In stark contrast, sometimes we need multiple different kinds of stacks at the same time!
The JS engine would sometimes recur from JS calls through the VM runtime to other JS code, and that would need to potentially create a sub-stack (!) -- multi stack problems exist beyond even just needing to analyze/manage a single stack
Programming in FORTRAN is cool, for scientific code often trying to solve a specific physics problem don't usually need those tools like recursion or virtual functions
When everything is "monomorphized" -- you have big arrays of fixed-value-types you can know everything about the world and really optimize everything based off of it -- fun mode to be in for scientific computing code

00:16:34 Considerations beyond recursion and indirect calls?

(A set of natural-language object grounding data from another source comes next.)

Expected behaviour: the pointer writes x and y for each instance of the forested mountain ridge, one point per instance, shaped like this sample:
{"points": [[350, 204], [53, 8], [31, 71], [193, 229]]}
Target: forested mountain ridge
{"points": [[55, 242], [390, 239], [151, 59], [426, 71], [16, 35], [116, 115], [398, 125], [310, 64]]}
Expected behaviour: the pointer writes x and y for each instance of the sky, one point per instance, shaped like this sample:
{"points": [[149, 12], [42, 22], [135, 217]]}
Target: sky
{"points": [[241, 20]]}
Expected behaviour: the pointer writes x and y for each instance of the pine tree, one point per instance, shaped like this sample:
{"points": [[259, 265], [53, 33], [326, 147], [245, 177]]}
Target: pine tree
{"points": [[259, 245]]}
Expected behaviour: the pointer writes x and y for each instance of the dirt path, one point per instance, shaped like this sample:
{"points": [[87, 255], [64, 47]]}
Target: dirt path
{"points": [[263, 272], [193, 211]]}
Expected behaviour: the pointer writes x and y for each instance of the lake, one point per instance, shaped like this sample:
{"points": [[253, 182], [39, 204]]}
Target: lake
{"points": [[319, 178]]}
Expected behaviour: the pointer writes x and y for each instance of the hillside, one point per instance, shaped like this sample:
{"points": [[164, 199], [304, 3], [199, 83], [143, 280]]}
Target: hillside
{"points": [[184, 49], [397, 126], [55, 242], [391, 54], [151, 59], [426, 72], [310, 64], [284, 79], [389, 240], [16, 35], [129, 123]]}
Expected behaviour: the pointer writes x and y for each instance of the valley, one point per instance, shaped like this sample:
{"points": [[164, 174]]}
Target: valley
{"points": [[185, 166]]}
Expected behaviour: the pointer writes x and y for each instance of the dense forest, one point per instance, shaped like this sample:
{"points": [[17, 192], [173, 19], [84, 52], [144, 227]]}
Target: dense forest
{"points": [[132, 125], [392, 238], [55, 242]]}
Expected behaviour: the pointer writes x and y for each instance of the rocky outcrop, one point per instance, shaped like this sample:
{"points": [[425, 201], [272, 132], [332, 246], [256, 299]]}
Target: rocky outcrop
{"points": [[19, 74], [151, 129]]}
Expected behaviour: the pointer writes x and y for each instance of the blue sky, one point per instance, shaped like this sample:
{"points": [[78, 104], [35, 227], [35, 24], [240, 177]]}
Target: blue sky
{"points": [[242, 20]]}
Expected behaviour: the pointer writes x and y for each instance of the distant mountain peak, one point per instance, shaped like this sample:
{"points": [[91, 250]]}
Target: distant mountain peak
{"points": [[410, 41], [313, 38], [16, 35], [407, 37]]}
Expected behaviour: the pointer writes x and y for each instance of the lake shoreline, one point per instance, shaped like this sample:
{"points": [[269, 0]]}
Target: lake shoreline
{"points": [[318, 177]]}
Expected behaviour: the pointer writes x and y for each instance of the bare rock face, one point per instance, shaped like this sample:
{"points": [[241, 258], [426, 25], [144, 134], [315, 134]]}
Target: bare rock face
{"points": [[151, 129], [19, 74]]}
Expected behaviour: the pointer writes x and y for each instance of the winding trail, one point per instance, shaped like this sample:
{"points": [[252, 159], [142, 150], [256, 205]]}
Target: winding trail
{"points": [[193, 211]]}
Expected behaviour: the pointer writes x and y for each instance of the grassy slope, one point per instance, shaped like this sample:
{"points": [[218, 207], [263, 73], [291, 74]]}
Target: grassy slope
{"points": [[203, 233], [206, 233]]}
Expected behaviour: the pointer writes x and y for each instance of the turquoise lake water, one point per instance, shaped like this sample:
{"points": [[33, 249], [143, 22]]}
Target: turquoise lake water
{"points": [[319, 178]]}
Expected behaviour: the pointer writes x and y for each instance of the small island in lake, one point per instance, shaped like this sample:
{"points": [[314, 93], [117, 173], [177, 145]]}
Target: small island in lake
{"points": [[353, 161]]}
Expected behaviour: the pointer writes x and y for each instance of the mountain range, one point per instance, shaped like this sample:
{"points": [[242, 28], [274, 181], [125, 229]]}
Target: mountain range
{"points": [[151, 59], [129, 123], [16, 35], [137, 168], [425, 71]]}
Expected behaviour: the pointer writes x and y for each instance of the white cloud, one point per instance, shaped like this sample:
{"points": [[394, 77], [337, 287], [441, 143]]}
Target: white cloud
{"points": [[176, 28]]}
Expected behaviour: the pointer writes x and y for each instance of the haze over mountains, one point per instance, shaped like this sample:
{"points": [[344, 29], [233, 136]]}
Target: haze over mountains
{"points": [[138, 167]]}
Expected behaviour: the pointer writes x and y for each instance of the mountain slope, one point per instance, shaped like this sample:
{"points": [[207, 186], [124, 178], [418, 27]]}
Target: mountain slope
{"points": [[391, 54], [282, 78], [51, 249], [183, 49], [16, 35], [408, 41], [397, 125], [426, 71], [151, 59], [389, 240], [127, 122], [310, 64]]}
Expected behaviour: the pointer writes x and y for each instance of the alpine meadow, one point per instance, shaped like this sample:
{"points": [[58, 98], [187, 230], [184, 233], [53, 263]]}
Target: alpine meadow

Some languages use the stack for fast thread switching? Things like full stackful coroutines?
Stacks in Go for example are not contiguous: more like C++ deque: linked list of lists instead of one contiguous stack -- clever x86 code sequence that makes it fast to find previous and next frame
Allows Go stacks to be distinct allocations -- each page-wise is one frame and the next function has another frame -- can put multiple functions in one allocation
Used to have really bad perf if you were in a hot loop and happened to straddle that boundary
Coroutines in some languages ended up having some "stackless" stuff like this, where the closure is heap allocated instead
C++ coroutines try to do away with all the heap allocations, but depends on optimization level whether it can do that or not
Kind of similar for Objective-C blocks -- until recently always heap allocated, started being stack allocated in last few years where they could
Language doesn't say whether stuff lives on the heap or not
Because stack is less constrained can live in different places, e.g. in Go
In some cases you remove the allocation entirely

00:18:25 Scaling to millions of threads?

If you want to be able to scale your concurrency assumptions to millions of threads, you don't want to have huge stacks
Each thread has a stack, and if you have millions of threads you don't want to be allocating too much
And need to be able to switch between those threads quickly
So raises the question: how do you usually size those stacks in the per-thread context you have?
If you're doing tiny little operations; e.g. if every operation in your program was conceptually a thread, you wouldn't want to allocate 512KiB every time you did a tiny atomic operation

00:19:10 Managed languages putting frames on the heap

On the term "stackless": one of the Python "greenlet" ("lightweight thread" terminology) attempts was called Stackless Python
In managed languages like Python the frames can be allocated on the heap; e.g. in CPython the frames are allocated on the heap
But you still have a native stack for your native program that's doing the managed VM execution! (e.g. the interpreter code written in C)
Something that JITs can do is unify the stacks; so that the "interpreted" code uses the same stack space as the virtual machine -- single native thread of stack space
[ed: on deoptimization the JIT code can be reified into a managed stack frame on the heap through a process called "On Stack Invalidation"]
Frame is really just some space, spaces get linked together in the abstract concept of a stack, both of those things can also happen on the heap -- no reason this one virtual memory region that we call the stack is the place where that has to happen

00:20:20 Stack sizes in practice

GPUs have thousands and thousands of threads (organized in warps), you end up wanting to not want huge stacks
But typically on CPU between 512KiB and 2MiB in common environments (MacOS, Linux, Windows)
Allocated at thread startup
Most platforms have API to change the size -- some can only do at runtime, some can only do at startup
Being able to change the stack size is this "uneven" thing across platforms
That's common "userspace": if you look at kernel threads or embedded systems it may be way smaller, XNU: 16KiB
Blowing the stack can be easy in these cases when you're handling interrupts -- can end up blowing stack pretty easily so have to be careful

00:21:27 What are the biggest stack programs?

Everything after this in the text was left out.